Reverse-path filtering

When reverse-path filtering is enabled, a Plixer Scrutinizer Collector is able to receive flows from IP addresses that it is unable to route to normally, such as non-local hosts whose traffic data is forwarded by a proxy or replication appliance.

This configuration should only be used when the Plixer Scrutinizer server/Collector is both in a secure environment and using a single interface.

Important

In multi-interface/multi-homed scenarios and/or where strict networking practices are observed, the recommendations in RFC 3704 should be followed. This ensures that spoofed/forged packets cannot be used to generate responses that are sent out over a different interface.

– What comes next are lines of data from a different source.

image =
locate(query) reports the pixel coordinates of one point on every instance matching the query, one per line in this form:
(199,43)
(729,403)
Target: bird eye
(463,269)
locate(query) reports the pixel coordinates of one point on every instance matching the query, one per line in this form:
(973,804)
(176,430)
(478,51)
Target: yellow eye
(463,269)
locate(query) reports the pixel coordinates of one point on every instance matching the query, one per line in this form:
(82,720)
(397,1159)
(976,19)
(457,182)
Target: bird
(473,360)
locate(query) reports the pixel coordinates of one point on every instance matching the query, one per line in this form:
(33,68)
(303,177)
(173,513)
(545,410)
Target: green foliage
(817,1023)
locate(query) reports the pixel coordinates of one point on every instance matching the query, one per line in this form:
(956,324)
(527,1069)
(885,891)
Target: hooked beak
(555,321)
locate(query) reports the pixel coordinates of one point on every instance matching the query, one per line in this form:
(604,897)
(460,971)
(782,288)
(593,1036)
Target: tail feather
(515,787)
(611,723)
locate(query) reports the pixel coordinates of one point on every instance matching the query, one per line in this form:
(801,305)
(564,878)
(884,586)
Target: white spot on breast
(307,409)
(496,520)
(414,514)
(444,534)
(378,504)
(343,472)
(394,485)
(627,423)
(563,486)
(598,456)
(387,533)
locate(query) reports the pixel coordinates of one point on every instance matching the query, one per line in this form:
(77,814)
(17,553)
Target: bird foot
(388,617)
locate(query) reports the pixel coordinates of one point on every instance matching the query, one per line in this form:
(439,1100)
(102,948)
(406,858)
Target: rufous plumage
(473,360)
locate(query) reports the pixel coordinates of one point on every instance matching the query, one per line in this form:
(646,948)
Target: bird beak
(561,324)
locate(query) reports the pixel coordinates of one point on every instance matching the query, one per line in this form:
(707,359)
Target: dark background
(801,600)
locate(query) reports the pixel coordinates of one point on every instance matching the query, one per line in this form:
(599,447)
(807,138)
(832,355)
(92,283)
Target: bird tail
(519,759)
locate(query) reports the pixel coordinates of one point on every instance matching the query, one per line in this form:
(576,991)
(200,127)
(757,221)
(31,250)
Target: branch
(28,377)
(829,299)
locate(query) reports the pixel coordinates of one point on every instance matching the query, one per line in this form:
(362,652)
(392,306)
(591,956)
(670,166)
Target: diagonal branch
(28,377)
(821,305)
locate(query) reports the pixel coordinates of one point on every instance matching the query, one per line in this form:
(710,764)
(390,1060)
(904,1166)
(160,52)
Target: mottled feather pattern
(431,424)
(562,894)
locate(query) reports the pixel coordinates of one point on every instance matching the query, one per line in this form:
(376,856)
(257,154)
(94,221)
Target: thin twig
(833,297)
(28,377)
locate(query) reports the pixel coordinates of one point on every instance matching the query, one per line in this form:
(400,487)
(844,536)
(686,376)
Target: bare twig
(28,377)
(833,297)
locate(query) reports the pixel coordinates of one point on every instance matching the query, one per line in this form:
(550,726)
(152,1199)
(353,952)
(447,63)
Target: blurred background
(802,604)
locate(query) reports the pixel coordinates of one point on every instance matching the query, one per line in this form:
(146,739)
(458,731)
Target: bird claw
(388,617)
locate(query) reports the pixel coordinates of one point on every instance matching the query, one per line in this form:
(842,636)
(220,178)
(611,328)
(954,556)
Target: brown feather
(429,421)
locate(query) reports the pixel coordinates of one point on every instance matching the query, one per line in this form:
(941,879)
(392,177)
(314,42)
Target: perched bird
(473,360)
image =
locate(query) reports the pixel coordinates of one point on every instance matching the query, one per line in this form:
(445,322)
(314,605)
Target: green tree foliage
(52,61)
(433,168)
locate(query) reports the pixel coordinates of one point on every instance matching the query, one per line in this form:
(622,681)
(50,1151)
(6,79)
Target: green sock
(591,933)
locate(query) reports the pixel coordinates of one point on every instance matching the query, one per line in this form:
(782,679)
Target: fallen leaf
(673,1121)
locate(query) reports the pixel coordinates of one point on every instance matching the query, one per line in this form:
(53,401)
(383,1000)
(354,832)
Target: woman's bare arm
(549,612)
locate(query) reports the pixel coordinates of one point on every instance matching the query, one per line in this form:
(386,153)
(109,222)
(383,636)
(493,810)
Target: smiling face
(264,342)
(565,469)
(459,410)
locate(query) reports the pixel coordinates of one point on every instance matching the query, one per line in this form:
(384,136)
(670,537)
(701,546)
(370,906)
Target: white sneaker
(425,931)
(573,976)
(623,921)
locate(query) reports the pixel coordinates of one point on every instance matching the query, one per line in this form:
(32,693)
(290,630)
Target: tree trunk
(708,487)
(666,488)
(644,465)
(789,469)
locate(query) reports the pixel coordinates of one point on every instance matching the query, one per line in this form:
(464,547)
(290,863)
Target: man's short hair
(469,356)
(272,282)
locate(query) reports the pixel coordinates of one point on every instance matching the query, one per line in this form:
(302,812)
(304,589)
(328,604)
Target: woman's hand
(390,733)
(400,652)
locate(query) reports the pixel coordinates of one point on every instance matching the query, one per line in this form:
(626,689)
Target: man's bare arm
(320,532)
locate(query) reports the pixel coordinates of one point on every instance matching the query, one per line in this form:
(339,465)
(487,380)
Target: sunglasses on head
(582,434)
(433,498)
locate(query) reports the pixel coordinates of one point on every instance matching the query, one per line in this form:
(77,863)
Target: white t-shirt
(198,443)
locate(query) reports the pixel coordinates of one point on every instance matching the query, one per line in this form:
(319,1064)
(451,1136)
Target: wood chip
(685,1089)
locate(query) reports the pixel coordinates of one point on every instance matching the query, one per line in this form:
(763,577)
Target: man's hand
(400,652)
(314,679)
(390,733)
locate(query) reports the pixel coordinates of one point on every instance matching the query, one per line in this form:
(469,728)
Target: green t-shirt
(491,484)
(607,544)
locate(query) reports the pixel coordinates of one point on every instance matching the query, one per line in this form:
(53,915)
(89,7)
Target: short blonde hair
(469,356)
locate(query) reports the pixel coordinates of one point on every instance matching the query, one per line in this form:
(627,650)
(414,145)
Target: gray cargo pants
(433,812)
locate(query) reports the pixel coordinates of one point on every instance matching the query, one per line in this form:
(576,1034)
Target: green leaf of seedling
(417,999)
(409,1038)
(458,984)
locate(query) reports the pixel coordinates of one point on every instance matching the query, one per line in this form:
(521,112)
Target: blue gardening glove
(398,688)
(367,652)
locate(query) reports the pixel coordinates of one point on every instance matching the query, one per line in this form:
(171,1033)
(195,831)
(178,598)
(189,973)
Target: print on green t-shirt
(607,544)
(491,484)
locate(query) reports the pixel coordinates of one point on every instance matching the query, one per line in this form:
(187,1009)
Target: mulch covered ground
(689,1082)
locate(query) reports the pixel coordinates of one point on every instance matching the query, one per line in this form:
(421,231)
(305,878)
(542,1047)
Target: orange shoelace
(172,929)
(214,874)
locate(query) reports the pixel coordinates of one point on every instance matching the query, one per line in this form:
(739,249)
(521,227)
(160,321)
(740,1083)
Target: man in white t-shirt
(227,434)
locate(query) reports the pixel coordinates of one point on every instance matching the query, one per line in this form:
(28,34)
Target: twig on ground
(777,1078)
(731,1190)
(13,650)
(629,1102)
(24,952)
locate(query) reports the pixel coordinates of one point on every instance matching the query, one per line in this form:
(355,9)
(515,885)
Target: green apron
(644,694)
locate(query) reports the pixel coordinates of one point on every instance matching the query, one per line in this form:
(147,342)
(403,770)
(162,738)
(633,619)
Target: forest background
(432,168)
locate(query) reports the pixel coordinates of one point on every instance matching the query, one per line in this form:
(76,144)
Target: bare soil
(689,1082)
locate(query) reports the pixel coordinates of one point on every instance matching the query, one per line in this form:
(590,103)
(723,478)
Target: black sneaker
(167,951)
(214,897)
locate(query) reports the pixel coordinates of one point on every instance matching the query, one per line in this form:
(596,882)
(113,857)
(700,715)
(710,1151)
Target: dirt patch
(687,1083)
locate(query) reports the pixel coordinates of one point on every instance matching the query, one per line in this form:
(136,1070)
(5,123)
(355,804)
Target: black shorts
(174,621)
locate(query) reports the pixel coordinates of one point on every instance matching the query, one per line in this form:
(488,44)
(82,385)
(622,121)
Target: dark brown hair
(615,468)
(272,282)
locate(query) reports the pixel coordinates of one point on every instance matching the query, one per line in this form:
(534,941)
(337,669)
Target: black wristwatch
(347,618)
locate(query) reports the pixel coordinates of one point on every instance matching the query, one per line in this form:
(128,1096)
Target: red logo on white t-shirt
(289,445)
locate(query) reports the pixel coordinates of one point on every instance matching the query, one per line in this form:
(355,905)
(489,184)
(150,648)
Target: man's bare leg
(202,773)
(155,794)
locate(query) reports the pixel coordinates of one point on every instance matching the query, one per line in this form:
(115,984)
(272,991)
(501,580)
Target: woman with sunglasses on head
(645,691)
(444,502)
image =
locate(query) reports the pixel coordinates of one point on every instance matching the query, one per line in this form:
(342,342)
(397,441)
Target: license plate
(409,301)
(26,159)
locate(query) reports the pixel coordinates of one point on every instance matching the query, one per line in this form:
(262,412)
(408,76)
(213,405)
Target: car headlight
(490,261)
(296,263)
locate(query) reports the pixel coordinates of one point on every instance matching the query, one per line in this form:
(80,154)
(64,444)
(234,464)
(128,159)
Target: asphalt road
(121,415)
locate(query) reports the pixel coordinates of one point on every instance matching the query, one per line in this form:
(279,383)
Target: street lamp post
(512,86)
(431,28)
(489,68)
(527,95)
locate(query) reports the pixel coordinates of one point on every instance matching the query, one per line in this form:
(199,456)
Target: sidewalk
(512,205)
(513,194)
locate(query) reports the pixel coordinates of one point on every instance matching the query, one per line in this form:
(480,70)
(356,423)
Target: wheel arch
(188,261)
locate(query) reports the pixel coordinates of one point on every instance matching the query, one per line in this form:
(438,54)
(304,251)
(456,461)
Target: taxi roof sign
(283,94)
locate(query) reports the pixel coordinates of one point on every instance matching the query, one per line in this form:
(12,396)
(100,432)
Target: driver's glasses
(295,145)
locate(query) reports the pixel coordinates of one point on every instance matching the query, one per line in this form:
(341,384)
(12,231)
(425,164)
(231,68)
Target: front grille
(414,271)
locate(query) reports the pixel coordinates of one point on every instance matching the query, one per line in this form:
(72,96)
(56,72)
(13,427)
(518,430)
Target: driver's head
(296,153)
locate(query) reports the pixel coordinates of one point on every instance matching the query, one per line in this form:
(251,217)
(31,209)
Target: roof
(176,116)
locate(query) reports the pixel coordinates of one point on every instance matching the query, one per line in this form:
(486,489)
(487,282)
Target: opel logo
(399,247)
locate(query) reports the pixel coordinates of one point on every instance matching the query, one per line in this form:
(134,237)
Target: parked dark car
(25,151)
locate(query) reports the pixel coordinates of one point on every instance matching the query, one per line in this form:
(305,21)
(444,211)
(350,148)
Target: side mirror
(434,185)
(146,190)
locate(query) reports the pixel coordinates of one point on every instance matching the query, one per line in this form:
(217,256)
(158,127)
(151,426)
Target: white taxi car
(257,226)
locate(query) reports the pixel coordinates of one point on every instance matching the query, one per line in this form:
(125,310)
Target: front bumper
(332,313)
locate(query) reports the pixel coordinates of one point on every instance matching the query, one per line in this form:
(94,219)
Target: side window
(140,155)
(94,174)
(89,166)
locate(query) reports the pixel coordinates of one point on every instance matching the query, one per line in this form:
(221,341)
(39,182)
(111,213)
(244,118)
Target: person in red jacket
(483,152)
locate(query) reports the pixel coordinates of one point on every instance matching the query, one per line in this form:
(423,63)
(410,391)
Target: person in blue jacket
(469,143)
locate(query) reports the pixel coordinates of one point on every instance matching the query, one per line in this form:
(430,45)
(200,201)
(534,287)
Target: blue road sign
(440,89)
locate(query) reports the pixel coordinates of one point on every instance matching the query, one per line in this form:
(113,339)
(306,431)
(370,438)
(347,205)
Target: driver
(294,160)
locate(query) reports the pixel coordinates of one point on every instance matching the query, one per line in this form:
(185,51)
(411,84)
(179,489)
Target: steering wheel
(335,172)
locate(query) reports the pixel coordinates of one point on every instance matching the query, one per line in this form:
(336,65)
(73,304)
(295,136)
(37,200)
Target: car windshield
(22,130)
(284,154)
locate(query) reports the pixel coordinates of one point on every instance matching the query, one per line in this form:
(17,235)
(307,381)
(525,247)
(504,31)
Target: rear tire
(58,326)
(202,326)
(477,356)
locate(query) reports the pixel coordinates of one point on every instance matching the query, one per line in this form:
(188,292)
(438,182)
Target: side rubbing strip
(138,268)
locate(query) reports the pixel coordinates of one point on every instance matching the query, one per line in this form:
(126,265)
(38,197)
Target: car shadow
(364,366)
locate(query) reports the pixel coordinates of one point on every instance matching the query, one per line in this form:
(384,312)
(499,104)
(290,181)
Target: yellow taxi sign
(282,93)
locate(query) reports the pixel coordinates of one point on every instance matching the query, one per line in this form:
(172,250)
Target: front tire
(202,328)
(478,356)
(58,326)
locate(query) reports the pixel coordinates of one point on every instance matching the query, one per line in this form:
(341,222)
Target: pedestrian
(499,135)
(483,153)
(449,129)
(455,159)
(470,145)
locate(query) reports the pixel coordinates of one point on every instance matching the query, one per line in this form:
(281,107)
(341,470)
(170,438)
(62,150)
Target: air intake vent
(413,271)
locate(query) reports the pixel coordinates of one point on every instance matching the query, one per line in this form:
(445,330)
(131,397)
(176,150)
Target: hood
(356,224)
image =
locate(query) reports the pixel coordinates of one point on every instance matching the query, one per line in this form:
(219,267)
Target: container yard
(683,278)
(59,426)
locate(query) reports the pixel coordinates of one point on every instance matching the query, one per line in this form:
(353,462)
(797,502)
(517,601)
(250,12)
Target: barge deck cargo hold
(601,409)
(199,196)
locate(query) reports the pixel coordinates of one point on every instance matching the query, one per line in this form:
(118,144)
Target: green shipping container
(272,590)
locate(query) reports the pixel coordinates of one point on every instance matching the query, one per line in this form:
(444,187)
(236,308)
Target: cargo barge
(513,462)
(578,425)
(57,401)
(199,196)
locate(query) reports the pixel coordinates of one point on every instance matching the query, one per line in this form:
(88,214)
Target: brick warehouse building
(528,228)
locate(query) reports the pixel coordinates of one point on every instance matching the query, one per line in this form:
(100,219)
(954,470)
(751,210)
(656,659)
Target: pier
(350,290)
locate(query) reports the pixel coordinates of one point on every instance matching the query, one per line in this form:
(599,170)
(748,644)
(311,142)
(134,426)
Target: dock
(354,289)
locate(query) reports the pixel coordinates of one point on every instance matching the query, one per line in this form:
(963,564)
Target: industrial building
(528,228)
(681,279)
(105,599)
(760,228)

Enabling reverse-path filtering

To enable reverse-path filtering on a Plixer Scrutinizer Collector, find the following line in /etc/sysctl.conf:

net.ipv4.conf.default.rp_filter = 1

And change its value from 1 to 0.

In addition, the following steps are also recommended:

• To bypass having to restart networking after editing the file, run the command sysctl net.ipv4.conf.default.rp_filter = 0 to turn reverse-path filtering on.

• Verify that the routing tables include routing data for all networks to be monitored to ensure that flows can be collected from non-local address spaces.

VRF (Virtual Routing and Forwarding) Mode

In some scenarios, such as when there are special security requirements or if the management network IP addresses overlap with collection-side interfaces, routing tables may need to be isolated from the management network.

Separate routing tables can be created to isolate management traffic to the management interface, so collection and polling traffic only impact their respective interfaces.

Sample routing table configuration

This example outlines the steps to configure two separate routing tables called plixer and public corresponding to interfaces eth0 and eth1 on a Plixer Scrutinizer deployment.

1. Add the two routing tables to /etc/iproute2/rt_tables after the line #1 inr.ruhep:

   #
   # reserved values
   #
   255 local
   254 main
   253 default
   0 unspec
   #
   # local
   #
   #1 inr.ruhep
   1 public
   2 plixer
   

2. Create the files route-eth0 and route-eth1 under /etc/sysconfig/network-scripts/ containing the following lines to define the default gateway for each table:

   route-eth0

   default via 172.16.2.20 table plixer
   

   route-eth1

   default via 10.1.1.251 table public
   

3. Add the gateway for each interface in /etc/sysconfig/network-scripts/ifcfg-eth0 and ifcfg-eth1 (no other changes are necessary) as follows:

   ifcfg-eth0

        DEVICE="eth0"
        BOOTPROTO="none"
   HWADDR=""
   NM_CONTROLLED="yes"
   ONBOOT="yes"
   BOOTPROTO="none"
   PEERDNS=no
   TYPE="Ethernet"
   NETMASK=255.255.255.0
   IPADDR=172.16.2.7
        GATEWAY=172.16.2.20
   

   ifcfg-eth1

   DEVICE="eth1"
   BOOTPROTO="none"
   HWADDR=""
   NM_CONTROLLED="yes"
   ONBOOT="yes"
   BOOTPROTO="none"
   PEERDNS=no
   TYPE="Ethernet"
   NETMASK=255.255.0.0
   IPADDR=10.1.4.190
   GATEWAY=10.1.1.251
   

4. Reboot the server to restart networking.

5. Verify that networking is functioning and confirm that IP tables are configured to accept or deny the correct traffic on each interface.